Cole et Magaly levèrent la tête à l'arrivée d'Isabelle et William. Penchés sur l'ordinateur de la benjamine de l'équipe, ils écrémaient les réseaux sociaux. Jeremy, perché sur son bureau – Isabelle ne l'avait que rarement vu installé sur la chaise – regardait fixement l'article du journal.

L'agente jeta un bref coup d'œil circulaire. Magaly, Cole, Jeremy, William. Son équipe. Isabelle était brusquement montée en grade après le meurtre de Doug Rolls, leur ancien chef d'équipe. Assassiné par le Buveur. Ça n'avait pas été simple. Cela faisait plusieurs mois, à présent, mais elle ne s'y habituait pas. Doug manquait à tous, bien qu'ils n'en parlaient que rarement. Isabelle ne pouvait s'empêcher de penser qu'il s'en serait mieux sorti qu'elle. Ils avaient tous deux une façon très différente de s'y prendre, et l'agente ne pouvait se départir de l'idée que celle de Doug convenait mieux aux autres.

Peu de temps après le meurtre de Doug, alors qu'ils tentaient vainement d'arrêter le Buveur, William Peterson avait réapparu. Ancien agent du FBI, autrefois considéré comme l'un des meilleurs, mais accusé de trahison. Il avait passé un marché, et obtenu une réduction de peine en échange de son aide sur l'affaire.

Mais là encore, rien ne s'était passé comme prévu. Isabelle avait découvert que William n'était pas humain. C'était un vampire, une de ces créatures se nourrissant de sang humain dans les contes pour enfants. Parce que oui, les vampires existaient. Et William n'était pas là pour les aider à arrêter le Buveur, au contraire : il était chargé de les conduire sur de fausses pistes, pour laisser au Clan le temps de capturer le Buveur – qui était aussi un vampire.

Toutes ses certitudes avaient été ébranlées. Les vampires se nourrissaient de sang humain, possédaient des capacités surhumaines et étaient pratiquement invincibles. Isabelle avait fini par l'accepter et maîtriser sa peur, mais encore aujourd'hui, elle était toujours un peu mal à l'aise. Pas avec William, qu'elle avait appris à connaître et à apprécier, mais avec les autres vampires.

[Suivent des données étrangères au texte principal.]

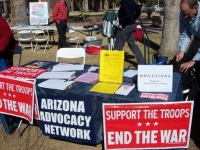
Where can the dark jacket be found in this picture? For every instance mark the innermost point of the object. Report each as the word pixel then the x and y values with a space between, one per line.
pixel 128 12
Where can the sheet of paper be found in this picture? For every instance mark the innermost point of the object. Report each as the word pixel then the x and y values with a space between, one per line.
pixel 56 84
pixel 68 67
pixel 125 89
pixel 93 68
pixel 111 66
pixel 104 87
pixel 88 77
pixel 130 73
pixel 56 75
pixel 37 64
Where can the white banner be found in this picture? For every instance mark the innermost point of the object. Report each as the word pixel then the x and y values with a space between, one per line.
pixel 155 78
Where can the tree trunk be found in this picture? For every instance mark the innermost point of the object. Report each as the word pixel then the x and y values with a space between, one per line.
pixel 86 6
pixel 19 11
pixel 170 36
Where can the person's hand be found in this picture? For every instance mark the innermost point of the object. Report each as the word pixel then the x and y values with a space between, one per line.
pixel 185 66
pixel 179 56
pixel 120 27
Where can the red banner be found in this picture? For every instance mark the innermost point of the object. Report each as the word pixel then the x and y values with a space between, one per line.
pixel 36 110
pixel 21 72
pixel 16 97
pixel 147 125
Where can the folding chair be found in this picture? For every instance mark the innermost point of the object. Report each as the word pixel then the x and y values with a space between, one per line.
pixel 18 50
pixel 40 36
pixel 73 38
pixel 70 53
pixel 25 35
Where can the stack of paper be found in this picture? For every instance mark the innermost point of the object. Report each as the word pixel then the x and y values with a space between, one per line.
pixel 125 89
pixel 130 73
pixel 56 75
pixel 68 67
pixel 88 77
pixel 56 84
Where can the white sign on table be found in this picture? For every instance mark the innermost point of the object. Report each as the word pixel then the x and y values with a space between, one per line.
pixel 38 13
pixel 155 78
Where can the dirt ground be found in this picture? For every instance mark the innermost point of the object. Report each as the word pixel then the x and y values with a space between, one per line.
pixel 32 138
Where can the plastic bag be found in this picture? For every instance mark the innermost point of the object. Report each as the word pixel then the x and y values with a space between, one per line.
pixel 139 32
pixel 93 50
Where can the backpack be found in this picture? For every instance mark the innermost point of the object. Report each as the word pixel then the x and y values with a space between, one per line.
pixel 93 50
pixel 139 32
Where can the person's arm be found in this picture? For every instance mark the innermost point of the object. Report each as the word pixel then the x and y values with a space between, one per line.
pixel 125 8
pixel 5 35
pixel 184 38
pixel 137 11
pixel 55 13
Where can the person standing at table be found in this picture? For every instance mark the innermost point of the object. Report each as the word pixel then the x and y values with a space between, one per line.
pixel 7 46
pixel 128 14
pixel 60 16
pixel 186 62
pixel 7 42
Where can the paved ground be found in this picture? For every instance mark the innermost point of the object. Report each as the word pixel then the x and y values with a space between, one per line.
pixel 32 138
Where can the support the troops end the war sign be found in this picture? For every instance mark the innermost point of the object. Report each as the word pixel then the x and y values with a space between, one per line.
pixel 147 125
pixel 67 117
pixel 16 97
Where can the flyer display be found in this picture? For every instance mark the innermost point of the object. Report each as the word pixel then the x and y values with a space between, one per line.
pixel 147 125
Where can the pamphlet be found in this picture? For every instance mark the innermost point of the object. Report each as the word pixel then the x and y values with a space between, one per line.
pixel 37 64
pixel 125 89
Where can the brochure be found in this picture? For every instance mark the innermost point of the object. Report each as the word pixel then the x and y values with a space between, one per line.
pixel 125 89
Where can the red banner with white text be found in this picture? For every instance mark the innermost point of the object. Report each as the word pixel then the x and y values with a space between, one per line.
pixel 147 125
pixel 17 97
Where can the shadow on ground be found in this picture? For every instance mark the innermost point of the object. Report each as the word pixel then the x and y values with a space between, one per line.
pixel 195 128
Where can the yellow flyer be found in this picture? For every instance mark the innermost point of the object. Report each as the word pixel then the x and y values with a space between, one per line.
pixel 111 66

Elle n'était pas la seule à être au courant. Jeremy Sullivan, le meilleur ami de William, était parvenu à tout découvrir. Et ce n'était pas tout. Abandonné à la naissance, Jeremy n'avait jamais tenté de savoir qui étaient réellement ses parents. Il avait récemment découvert qu'il n'était pas humain : fils de deux traqueurs, mi-humains mi-vampires, il en était donc un aussi.

Au début glaciale, la relation entre les deux hommes s'en était rapidement trouvée améliorée – bien que William continuait de se plaindre de la distance que Jeremy instaurait entre eux. Mais, comme l'avait remarqué Isabelle, le vampire adorait se plaindre.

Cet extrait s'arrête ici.